Atland tenía una misión sobre la tierra: los dioses, su familia, le

habían encomendado la construcción mediante las artes mágicas, de un

lugar maravilloso que sirviera de morada-puente entre los hijos de la

tierra y los hijos del misterio. El venerable encantandor, el más sabio

de entre los primeros pobladores de las brumas que cubrieron las

montañas en su génesis, se puso a trabajar con todas sus fuerzas. Reunió

todos los elementos conocidos. Para empezar, los primordiales: aire,

fuego, tierra y agua. Después, los esenciales: humo, viento, roca y

lluvia. Por último, los espirituales: palabra, lágrima, pétalo y música.

Hilos de luz de sol y de luna le sirvieron para tejer el hechizo. Por

fin, tras muchos siglos de empeño, el Palacio estuvo construido.

Sobre las nubes que permanecen eternamente cubriendo la cima del Monte

llamado Perdido, en uno de los macizos montañosos más antiguos del

planeta Tierra, se alza desde entonces un maravilloso palacio que sólo

algunos elegidos con el don de la Segunda Vista han podido contemplar.
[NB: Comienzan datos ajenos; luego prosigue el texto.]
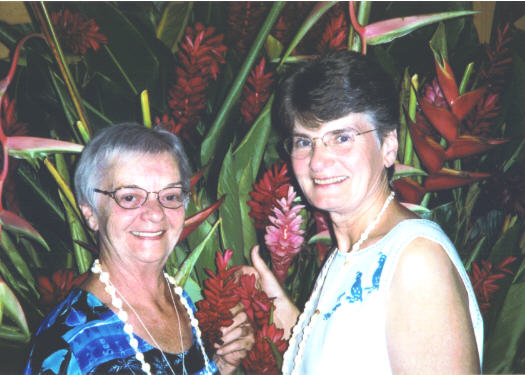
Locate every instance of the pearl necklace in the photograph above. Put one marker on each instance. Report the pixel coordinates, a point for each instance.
(128, 328)
(314, 298)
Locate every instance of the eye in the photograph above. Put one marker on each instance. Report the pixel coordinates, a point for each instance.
(301, 142)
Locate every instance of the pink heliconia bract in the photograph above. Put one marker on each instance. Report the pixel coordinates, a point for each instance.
(284, 236)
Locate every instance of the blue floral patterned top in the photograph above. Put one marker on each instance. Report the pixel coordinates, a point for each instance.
(84, 336)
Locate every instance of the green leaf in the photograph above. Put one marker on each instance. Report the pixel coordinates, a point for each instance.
(12, 308)
(386, 31)
(34, 147)
(209, 145)
(127, 58)
(173, 22)
(185, 269)
(15, 223)
(505, 342)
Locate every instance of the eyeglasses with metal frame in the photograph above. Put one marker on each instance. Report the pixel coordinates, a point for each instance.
(132, 197)
(336, 141)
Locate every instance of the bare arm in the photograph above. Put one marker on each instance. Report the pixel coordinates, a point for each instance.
(429, 329)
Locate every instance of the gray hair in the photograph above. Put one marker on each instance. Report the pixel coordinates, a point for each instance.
(119, 140)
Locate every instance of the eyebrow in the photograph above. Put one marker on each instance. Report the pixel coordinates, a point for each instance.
(336, 131)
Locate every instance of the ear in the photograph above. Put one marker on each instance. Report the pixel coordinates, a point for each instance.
(389, 148)
(89, 215)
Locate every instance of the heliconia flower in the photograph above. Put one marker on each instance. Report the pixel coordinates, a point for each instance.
(219, 297)
(167, 123)
(11, 127)
(256, 92)
(256, 303)
(55, 288)
(284, 236)
(261, 359)
(201, 52)
(335, 35)
(75, 33)
(273, 186)
(484, 280)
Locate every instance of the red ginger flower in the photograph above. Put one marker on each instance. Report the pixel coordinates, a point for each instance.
(77, 34)
(285, 237)
(256, 92)
(273, 186)
(256, 302)
(168, 124)
(261, 360)
(335, 35)
(219, 297)
(199, 57)
(55, 288)
(484, 280)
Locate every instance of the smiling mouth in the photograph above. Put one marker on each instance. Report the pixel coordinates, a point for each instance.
(148, 234)
(327, 181)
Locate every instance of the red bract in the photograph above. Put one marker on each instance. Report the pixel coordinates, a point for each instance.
(256, 92)
(285, 236)
(168, 124)
(219, 297)
(201, 52)
(55, 288)
(256, 303)
(443, 109)
(75, 33)
(335, 35)
(273, 186)
(484, 280)
(261, 360)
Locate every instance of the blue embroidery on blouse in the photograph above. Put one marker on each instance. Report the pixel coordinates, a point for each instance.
(356, 291)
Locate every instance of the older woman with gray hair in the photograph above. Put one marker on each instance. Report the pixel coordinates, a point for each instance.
(129, 316)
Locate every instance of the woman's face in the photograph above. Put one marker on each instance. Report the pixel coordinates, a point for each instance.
(340, 182)
(145, 234)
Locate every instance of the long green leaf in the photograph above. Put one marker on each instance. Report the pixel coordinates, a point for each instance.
(505, 342)
(209, 145)
(185, 269)
(386, 31)
(12, 308)
(317, 12)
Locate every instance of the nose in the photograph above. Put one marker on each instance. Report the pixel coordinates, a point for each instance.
(152, 209)
(320, 156)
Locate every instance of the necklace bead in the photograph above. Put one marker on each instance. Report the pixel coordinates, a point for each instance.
(309, 306)
(128, 328)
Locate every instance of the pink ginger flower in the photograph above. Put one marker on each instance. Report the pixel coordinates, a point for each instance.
(285, 236)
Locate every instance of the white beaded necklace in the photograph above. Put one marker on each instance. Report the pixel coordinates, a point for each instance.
(309, 306)
(128, 328)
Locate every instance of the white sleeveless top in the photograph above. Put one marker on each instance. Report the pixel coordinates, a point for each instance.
(349, 335)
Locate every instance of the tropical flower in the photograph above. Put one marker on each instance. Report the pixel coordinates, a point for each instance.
(55, 288)
(335, 36)
(200, 54)
(12, 127)
(256, 302)
(484, 280)
(273, 186)
(256, 92)
(167, 123)
(219, 297)
(285, 236)
(261, 359)
(76, 34)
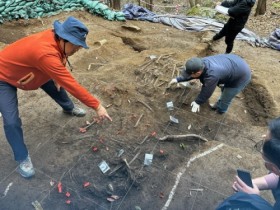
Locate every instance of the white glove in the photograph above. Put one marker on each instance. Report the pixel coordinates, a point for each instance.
(173, 81)
(195, 106)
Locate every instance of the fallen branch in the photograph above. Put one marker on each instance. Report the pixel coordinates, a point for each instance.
(181, 137)
(146, 137)
(96, 64)
(134, 158)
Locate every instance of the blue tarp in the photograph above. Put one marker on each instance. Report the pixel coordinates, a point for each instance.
(182, 22)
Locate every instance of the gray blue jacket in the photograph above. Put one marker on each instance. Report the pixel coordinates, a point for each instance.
(227, 69)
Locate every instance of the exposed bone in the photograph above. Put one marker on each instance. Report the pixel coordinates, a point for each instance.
(182, 137)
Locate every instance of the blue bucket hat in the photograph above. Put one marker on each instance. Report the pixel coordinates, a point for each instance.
(72, 30)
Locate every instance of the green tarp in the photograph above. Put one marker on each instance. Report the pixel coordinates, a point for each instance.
(26, 9)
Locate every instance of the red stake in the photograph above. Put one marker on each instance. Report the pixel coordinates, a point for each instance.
(59, 187)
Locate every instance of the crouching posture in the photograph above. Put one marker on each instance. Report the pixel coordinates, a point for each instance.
(229, 71)
(38, 61)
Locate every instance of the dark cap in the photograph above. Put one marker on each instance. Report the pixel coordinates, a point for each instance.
(192, 66)
(72, 30)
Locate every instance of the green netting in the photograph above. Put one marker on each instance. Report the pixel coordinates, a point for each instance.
(26, 9)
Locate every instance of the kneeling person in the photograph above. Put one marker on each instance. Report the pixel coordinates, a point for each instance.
(226, 70)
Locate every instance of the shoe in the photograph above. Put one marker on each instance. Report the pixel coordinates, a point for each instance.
(26, 168)
(78, 112)
(213, 106)
(216, 37)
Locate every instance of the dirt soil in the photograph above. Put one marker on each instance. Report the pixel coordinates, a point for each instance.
(129, 73)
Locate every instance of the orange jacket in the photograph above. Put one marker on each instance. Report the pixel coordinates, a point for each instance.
(32, 61)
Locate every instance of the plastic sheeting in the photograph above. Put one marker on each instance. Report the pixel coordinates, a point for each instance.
(15, 9)
(192, 23)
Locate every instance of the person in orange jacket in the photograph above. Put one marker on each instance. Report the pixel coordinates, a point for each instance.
(42, 65)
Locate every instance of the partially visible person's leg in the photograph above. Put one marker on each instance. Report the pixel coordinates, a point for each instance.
(62, 98)
(12, 122)
(227, 95)
(13, 130)
(230, 37)
(221, 33)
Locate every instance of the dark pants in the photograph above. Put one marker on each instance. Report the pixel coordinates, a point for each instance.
(276, 195)
(230, 32)
(10, 113)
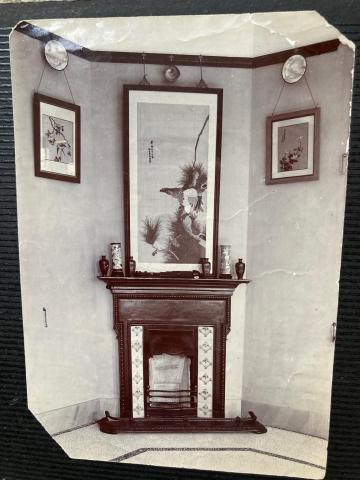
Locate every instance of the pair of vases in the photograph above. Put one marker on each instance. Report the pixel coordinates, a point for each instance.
(225, 263)
(116, 262)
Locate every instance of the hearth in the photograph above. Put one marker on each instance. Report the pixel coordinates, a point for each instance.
(172, 348)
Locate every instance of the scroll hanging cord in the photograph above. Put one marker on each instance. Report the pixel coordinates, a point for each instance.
(282, 88)
(67, 81)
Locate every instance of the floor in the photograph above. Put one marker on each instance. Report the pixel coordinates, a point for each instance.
(278, 452)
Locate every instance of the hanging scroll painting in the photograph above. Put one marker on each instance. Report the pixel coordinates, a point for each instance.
(172, 171)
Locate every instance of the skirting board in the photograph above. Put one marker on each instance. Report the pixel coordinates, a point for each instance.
(78, 415)
(286, 418)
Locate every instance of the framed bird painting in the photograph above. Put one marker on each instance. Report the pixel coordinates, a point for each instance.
(172, 147)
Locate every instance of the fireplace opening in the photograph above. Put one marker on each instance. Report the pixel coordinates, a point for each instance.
(170, 371)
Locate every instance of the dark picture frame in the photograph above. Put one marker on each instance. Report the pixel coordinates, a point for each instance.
(172, 155)
(57, 140)
(292, 146)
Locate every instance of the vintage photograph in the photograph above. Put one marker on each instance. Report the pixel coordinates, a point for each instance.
(56, 139)
(176, 309)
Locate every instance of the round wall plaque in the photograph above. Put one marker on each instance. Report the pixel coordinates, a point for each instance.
(56, 55)
(294, 68)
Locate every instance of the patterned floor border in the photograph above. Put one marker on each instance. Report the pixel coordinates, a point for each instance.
(139, 451)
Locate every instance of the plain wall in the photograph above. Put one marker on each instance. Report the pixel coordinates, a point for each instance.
(56, 248)
(64, 227)
(294, 254)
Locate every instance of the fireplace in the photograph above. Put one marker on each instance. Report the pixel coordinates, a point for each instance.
(170, 371)
(172, 348)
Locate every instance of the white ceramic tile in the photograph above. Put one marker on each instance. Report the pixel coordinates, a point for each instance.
(137, 369)
(205, 371)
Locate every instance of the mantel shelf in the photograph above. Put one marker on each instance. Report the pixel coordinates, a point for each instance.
(172, 283)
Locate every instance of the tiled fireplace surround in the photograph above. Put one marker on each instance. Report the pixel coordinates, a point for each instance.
(199, 305)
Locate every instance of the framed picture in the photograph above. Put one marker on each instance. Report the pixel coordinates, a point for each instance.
(172, 142)
(292, 146)
(56, 139)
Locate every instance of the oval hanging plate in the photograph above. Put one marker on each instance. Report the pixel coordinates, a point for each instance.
(56, 55)
(294, 68)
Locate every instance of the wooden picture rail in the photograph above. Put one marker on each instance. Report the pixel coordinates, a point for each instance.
(43, 35)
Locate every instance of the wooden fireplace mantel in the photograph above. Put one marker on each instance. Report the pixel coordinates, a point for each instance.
(223, 285)
(171, 308)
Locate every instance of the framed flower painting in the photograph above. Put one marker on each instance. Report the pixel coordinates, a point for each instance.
(56, 139)
(292, 146)
(172, 142)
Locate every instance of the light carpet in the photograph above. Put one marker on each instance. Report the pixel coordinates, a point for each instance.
(278, 452)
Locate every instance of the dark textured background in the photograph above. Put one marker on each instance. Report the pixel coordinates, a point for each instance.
(26, 450)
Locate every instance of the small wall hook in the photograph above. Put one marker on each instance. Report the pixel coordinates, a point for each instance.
(333, 331)
(45, 318)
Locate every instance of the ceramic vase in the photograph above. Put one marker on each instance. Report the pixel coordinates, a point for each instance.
(116, 260)
(205, 267)
(240, 268)
(104, 265)
(131, 267)
(225, 260)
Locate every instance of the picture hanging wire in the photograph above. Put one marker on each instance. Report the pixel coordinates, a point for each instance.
(171, 73)
(67, 81)
(144, 80)
(202, 83)
(282, 88)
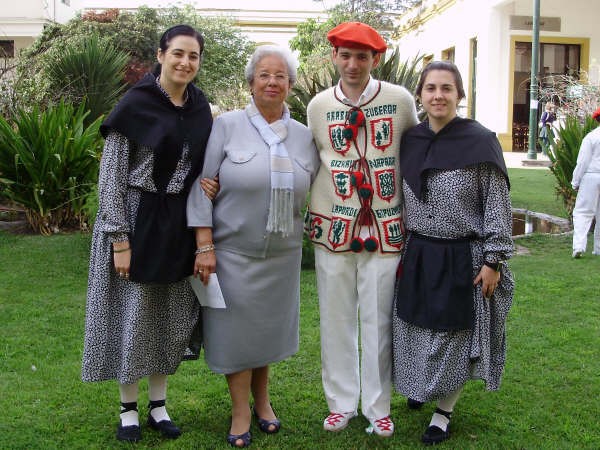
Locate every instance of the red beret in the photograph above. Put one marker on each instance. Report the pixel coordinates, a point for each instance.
(356, 34)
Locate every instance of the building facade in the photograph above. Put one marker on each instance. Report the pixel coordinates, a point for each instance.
(23, 20)
(490, 42)
(262, 22)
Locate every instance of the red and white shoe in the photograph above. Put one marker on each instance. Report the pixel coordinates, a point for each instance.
(382, 427)
(338, 421)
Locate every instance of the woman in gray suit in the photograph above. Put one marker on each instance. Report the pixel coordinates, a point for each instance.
(251, 236)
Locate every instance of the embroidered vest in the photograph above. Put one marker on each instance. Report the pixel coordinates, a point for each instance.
(357, 189)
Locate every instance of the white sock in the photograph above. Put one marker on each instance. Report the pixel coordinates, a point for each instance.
(129, 418)
(157, 390)
(445, 404)
(129, 394)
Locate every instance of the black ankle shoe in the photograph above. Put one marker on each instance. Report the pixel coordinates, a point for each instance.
(435, 435)
(130, 433)
(167, 428)
(414, 404)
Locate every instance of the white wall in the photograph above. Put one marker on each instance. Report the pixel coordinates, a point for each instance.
(488, 20)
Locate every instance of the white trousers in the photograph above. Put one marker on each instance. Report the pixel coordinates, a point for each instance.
(356, 288)
(587, 206)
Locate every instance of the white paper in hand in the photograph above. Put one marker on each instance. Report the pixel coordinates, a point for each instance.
(209, 296)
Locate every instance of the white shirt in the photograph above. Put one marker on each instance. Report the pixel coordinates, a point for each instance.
(588, 159)
(369, 92)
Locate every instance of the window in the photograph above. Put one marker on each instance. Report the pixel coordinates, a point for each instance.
(7, 49)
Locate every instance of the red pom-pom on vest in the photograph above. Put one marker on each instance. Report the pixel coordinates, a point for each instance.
(357, 244)
(356, 178)
(365, 191)
(371, 244)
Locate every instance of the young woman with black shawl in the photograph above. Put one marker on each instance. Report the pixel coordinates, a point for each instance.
(141, 310)
(454, 290)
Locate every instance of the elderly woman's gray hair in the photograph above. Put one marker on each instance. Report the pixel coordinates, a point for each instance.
(272, 50)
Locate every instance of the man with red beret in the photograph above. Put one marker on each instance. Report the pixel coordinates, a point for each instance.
(354, 220)
(586, 181)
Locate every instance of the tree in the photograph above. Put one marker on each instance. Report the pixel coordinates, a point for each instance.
(311, 40)
(137, 34)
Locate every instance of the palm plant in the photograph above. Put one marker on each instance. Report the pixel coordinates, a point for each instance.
(90, 71)
(563, 150)
(391, 69)
(48, 163)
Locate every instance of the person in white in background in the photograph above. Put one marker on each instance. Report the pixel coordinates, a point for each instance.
(586, 181)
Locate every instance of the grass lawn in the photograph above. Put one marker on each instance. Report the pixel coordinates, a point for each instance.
(549, 397)
(535, 190)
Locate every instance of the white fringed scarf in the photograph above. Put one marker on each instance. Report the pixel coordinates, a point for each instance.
(281, 207)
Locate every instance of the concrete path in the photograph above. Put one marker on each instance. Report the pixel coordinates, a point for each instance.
(519, 160)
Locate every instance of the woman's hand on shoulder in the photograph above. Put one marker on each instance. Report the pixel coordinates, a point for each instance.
(205, 263)
(122, 258)
(210, 186)
(489, 279)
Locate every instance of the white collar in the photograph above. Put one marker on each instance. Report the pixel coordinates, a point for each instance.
(369, 91)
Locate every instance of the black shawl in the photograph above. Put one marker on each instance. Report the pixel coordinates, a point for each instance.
(162, 246)
(147, 117)
(461, 143)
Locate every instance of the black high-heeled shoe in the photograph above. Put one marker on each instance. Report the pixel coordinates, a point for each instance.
(435, 435)
(267, 426)
(167, 428)
(130, 433)
(413, 404)
(246, 439)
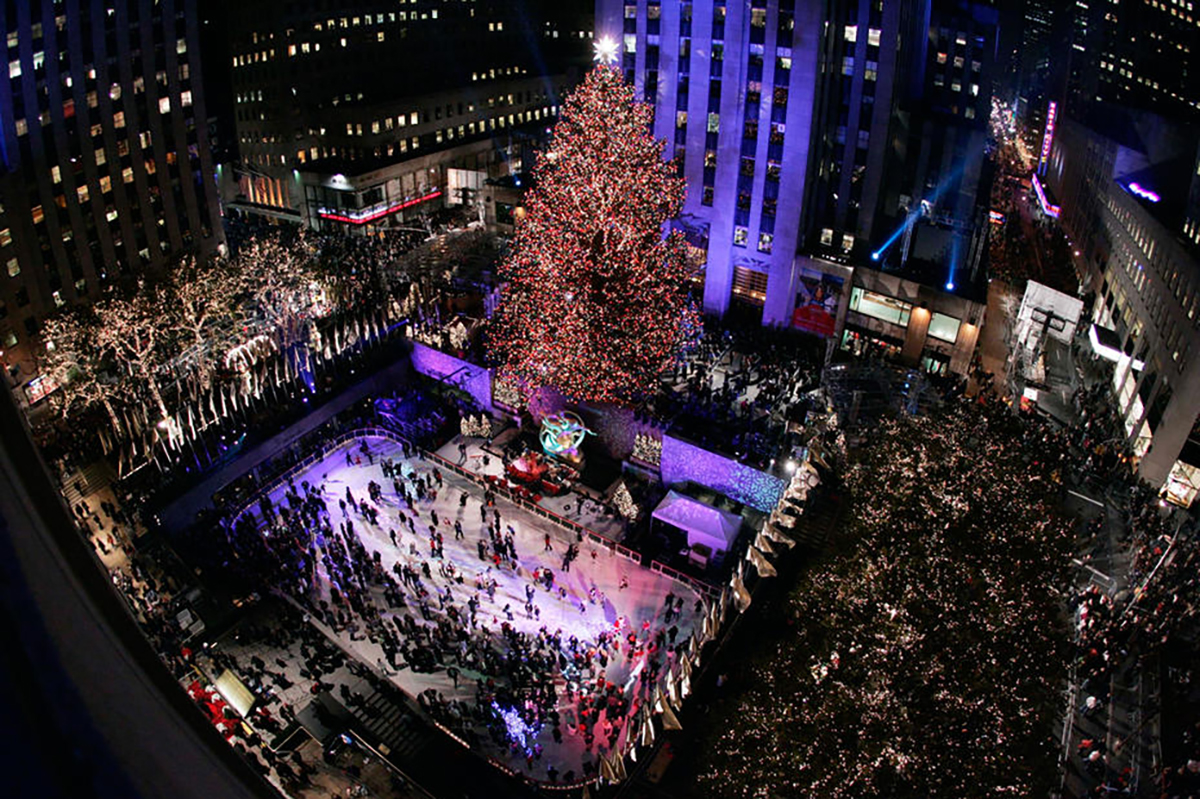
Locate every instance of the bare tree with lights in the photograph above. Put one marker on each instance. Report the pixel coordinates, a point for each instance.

Ninguna boca humana ha podido pronunciar las palabras que lo

describirían, ni ninguna mano de artista ha podido trazar siquiera un

bosquejo de su magnificencia. Aquellos que de el fastuoso prodigio han

tenido conocimiento, hablan de el brillo del cristal más puro,

magníficos jardines cuyos dibujos atrevidos han sido trazados por un

mágico compás; más cercanos a nuestros días, hay quien ha vuelto

insistir tratando de encontrar una certera descripción, sin conseguir

sino un reflejo como el que percibe en su mente el ciego que conoce un

cuadro con sus dedos: Maravillosas torres, resplandecientes almenas,

radiantes frontispicios y relucientes columnas.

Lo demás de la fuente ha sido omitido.